16 March 2019

MongoDB optimization

by Lord_evron

Databases are like religions; everyone believes theirs offers the ultimate solution. These organized collections of data are at the heart of almost every complex system. Even simple wordpress websites like this one have thousands of entries in a SQL-like database, usually running smoothly until one day they become slow, unresponsive, and resource-hungry. This article provides some tips on optimizing MongoDB databases by analyzing their statistics.

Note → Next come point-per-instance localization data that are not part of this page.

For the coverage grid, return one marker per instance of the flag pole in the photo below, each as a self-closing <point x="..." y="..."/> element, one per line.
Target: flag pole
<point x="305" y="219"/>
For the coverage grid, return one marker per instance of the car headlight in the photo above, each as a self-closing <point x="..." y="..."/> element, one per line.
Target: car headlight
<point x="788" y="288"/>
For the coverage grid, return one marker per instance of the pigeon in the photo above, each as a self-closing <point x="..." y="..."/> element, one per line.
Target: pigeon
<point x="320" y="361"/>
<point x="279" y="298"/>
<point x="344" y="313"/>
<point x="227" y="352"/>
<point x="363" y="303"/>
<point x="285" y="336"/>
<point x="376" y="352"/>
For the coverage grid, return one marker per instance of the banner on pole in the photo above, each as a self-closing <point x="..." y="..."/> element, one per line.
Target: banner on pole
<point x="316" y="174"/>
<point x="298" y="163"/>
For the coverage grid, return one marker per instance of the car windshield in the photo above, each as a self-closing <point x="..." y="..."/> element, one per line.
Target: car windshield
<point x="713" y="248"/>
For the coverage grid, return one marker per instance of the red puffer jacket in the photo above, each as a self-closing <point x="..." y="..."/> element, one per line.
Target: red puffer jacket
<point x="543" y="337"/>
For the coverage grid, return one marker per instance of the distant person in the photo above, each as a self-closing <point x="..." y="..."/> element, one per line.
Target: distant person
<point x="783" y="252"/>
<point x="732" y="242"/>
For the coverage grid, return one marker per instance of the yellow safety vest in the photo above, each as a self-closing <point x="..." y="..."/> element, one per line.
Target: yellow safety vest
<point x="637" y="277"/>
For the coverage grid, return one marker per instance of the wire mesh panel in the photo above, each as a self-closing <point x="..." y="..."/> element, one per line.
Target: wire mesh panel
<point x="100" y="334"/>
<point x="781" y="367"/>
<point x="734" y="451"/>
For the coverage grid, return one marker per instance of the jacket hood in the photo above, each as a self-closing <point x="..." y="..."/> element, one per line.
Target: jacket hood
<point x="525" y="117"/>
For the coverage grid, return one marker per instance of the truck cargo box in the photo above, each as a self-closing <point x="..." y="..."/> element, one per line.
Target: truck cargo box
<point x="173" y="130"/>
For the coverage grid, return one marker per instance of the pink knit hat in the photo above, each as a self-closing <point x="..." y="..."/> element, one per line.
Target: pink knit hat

MongoDB is a NoSQL database that uses a document-oriented storage model. Instead of tables and rows, it uses collections and documents. Collections are analogous to SQL tables, while documents are like entries within those tables. MongoDB stores data in BSON, a binary format similar to JSON. It’s scalable and generally offers excellent performance without any special optimization for most applications. These applications typically have relatively small datasets that fit comfortably in RAM, along with the indexes. Because MongoDB relies heavily on indexes, and both data and indexes are cached in RAM, performance is great in this ideal scenario. Problems arise when the data outgrows the available RAM.

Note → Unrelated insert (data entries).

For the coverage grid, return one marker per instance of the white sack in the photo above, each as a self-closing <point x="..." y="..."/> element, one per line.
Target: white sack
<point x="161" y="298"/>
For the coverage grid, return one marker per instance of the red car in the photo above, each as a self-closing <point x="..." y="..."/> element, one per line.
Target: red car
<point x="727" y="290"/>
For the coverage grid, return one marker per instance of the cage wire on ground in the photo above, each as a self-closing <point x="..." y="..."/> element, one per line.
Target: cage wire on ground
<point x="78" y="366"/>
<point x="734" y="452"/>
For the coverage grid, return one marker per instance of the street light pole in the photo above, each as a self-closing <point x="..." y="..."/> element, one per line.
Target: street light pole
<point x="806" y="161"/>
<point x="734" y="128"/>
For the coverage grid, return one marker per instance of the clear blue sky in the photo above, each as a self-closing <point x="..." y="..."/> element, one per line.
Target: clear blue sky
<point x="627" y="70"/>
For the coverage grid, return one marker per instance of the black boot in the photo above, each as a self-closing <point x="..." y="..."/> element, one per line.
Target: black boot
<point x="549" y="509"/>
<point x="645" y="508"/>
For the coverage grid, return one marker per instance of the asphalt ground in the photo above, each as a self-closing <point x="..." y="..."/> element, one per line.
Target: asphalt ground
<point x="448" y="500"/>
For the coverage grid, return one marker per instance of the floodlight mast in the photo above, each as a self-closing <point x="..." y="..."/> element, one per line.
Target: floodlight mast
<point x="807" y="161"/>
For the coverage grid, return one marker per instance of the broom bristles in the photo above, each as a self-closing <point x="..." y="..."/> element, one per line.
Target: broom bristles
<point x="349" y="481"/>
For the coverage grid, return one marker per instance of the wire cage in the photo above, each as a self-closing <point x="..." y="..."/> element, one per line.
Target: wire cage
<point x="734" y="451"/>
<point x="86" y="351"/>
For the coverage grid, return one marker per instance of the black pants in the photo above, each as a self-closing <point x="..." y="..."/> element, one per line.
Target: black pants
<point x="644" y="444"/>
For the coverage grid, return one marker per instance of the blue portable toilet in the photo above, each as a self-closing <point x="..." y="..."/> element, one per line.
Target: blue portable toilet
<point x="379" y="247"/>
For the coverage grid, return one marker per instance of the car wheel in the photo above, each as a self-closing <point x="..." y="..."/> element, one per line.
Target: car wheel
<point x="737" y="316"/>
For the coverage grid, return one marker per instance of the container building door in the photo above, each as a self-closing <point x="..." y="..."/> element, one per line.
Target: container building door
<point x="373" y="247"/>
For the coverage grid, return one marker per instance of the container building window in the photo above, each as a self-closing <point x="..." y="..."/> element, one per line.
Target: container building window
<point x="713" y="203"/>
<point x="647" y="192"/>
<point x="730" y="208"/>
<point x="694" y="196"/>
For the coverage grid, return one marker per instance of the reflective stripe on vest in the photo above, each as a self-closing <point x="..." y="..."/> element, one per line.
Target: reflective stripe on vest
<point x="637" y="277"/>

MongoDB utilizes WiredTiger as its storage engine. By default, WiredTiger’s cache uses 1GB less than half of the available RAM. For instance, on a 16GB RAM machine, 7GB is allocated to the WiredTiger cache. This is just for data, not indexes, which consume additional memory. As you access data, it’s cached in RAM. As long as you primarily work with this cached data, MongoDB performs very well. The frequently accessed data, indexes, and some memory for query processing constitute the “working set.” MongoDB’s performance is optimal when the working set fits in RAM. This doesn’t mean the entire dataset needs to fit in RAM, just the frequently accessed data and indexes.

Consider time-series data as an example. On a 16GB RAM machine with MongoDB, the WiredTiger cache is 7GB. You store 2GB of sensor data per year. After 10 years, the data grows to 20GB, plus 10GB for indexes (1GB per year), totaling 30GB. If you primarily access data from the last year, your working set is only 3GB (2GB data + 1GB index), and performance remains excellent. Occasional queries on older data might be slower but still acceptable. However, if you constantly access the entire dataset randomly, performance will degrade significantly because the working set becomes 30GB, forcing MongoDB to constantly read data from disk and replace cache entries.

Remember that MongoDB compresses data on disk, but it’s uncompressed in RAM. Use db.stats() to check the dataSize (uncompressed) and storageSize (compressed) to understand your true dataset size. For example:

{
  "dataSize" : 55624310342, // 55GB (uncompressed)
  "storageSize" : 21345422161, // 21GB (compressed)
  // ... other stats
}

You can also check index size with db.stats().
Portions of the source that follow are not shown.